Diana was of English and remote German, Irish, Scottish and British-American descent. She was born into the British noble Spencer family, different branches of which currently hold the titles of Duke of Marlborough, Earl Spencer and Viscount Churchill. The Spencers claimed to have descended from a cadet branch of the powerful medieval Despenser family, but its validity is still being questioned. Diana’s great-grandmother was Margaret Baring, a member of the German-British Baring family of bankers and the daughter of Edward Baring, 1st Baron Revelstoke. Through Adelaide Seymour, she is a descendant of Britain’s first Prime Minister, Robert Walpole, 1st Earl of Orford and his daughter Maria, Duchess of Gloucester and Edinburgh. Diana’s distant noble ancestors include John Churchill, 1st Duke of Marlborough and Prince of Mindelheim and his wife Sarah, Duchess of Marlborough. Through her grandmother, Lady Cynthia Hamilton, Diana is a distant relative of the Dukes of Abercorn. She is also a distant relative of the dukes of Bedford, Richmond, Devonshire, Gordon and most of the members of the British aristocracy. Diana’s American roots come from her great-grandmother Frances Ellen Work, daughter of wealthy American stockbroker Franklin H. Work from Ohio, who was married to her great-grandfather James Roche, 3rd Baron Fermoy.
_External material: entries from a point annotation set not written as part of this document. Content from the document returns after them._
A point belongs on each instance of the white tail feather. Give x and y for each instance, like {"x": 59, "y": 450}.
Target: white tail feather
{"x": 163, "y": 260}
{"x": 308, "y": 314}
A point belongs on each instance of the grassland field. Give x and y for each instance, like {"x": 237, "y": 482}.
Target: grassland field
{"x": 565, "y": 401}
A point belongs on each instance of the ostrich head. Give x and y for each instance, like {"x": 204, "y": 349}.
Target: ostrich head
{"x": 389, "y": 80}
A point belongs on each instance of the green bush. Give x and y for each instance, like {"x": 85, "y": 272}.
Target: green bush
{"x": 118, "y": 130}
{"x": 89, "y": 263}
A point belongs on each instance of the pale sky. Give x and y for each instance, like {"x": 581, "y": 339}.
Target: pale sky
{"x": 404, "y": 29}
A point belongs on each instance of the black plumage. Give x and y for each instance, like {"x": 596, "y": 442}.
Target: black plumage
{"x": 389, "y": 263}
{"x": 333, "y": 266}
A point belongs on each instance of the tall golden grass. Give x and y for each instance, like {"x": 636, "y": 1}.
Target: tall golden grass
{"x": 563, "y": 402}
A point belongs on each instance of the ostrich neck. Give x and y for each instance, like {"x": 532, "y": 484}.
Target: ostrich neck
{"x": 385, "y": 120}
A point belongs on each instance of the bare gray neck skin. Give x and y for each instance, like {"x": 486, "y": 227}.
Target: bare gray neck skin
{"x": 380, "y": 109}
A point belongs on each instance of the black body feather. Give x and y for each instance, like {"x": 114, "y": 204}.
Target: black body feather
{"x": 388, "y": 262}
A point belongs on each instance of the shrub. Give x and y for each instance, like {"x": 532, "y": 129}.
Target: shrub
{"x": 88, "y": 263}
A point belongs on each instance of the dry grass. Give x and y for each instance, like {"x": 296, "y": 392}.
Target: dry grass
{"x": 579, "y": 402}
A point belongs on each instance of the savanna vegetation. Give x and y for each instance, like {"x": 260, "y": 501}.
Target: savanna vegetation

Diana’s fourth great-grandmother in her direct maternal line, Eliza Kewark, whose daughter was fathered by Theodore Forbes, is variously described in contemporary documents as “a dark-skinned native woman”, “an Armenian woman from Bombay” and “Mrs. Forbesian”. Genealogist William Addams Reitwiesner assumed she was Armenian. In June 2013, BritainsDNA announced that genealogical DNA tests on two of Diana’s distant cousins in the same direct maternal line confirm that Eliza Kewark was of Indian descent, via her direct maternal line. Diana’s ancestry also connects her with most of Europe’s royal houses. Diana is descended from the House of Stuart through Charles II’s illegitimate sons Henry FitzRoy, 1st Duke of Grafton and Charles Lennox, 1st Duke of Richmond, and from James II’s daughter, Henrietta FitzJames, Countess of Newcastle, an ancestry she shares with the current Dukes of Alba. From the House of Stuart, Diana is a descendant of the House of Bourbon from the line Henry IV of France and of the House of Medici from the line of Marie de’ Medici. She is also a descendant of powerful Italian noble families such as that of the House of Sforza who ruled as the Dukes of Milan from the line of Caterina Sforza, Countess of Forlì.